A scientific friend and colleague, Professor Thomas Elbert from Konstanz University in Germany, has had a long interest in applying “simple” treatments to individuals suffering from post-traumatic stress disorders (PTSDs). With his wife Maggie and others, he has developed and applied such treatments to war victims, primarily in Africa and Sri Lanka. There, literally millions of individuals have endured great personal losses and multiple horrifying experiences. If and when these individuals are resettled back to their homes in Uganda or Liberia or Sierra Leone or Rwanda or Sudan or the Congo Republic or wherever, it is not enough to take away the gun from the child soldier, or to give the adults a few tools and household goods and farm animals and send them back to their farms and villages to be happy again. A large proportion of them are carrying all of that wounding within their brains and spirits, and disturbing memories are sustained in the immediate mental present, and just won’t go away on their own.
A charitable organization developed by the Elberts and their colleagues (the Vivo Foundation) is dedicated to helping these populations overcome their PTSD. This is where the “simple” treatment need comes in: How on earth can you provide any measure of adequate treatment of the psychological disorders of this massive population of people in need of help? The Foundation’s strategy has been to train volunteer ‘therapists’ in refugee camps and affected communities in the use of easily-taught psychotherapeutic strategies to help affected individuals put their traumas back into their proper place in the earlier history of their lives. While we could argue about whether or not this is the most sophisticated way to treat this serious malady, it IS deliverable, and has already helped many, many thousands of individuals.

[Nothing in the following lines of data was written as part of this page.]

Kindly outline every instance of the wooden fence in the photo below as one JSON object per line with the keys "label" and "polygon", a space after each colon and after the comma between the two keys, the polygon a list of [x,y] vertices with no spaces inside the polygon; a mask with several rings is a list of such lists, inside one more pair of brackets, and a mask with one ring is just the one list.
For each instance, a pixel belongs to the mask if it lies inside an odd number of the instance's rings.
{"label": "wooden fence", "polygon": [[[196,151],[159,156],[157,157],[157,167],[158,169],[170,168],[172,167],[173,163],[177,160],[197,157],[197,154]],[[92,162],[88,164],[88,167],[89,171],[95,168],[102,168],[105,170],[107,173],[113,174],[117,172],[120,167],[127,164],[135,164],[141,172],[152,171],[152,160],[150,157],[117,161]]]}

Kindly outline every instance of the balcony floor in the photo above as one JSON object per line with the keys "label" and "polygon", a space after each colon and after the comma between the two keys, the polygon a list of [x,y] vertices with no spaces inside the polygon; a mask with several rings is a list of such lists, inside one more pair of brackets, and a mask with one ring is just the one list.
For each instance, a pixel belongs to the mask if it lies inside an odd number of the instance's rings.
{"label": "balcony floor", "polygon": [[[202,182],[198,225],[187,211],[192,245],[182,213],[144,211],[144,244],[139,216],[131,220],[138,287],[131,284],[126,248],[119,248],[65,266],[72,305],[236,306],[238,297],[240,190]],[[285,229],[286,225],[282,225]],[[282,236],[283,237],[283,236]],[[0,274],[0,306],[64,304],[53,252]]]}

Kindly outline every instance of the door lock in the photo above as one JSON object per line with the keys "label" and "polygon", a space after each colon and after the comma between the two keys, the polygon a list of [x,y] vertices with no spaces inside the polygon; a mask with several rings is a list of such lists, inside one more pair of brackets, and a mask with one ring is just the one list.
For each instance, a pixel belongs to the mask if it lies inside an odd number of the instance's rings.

One scientific outcome from these efforts: A clear demonstration that the probability of developing PTSD is a direct function of the NUMBER of horrifying events that you experience. When that number exceeds 4 or 5, it is the exceptional individual who is not damaged for life- if something is not done about it. What a world we live in, that so many people have to live with such cumulative neurological trauma, to enable us to collect definitive scientific data about such a subject.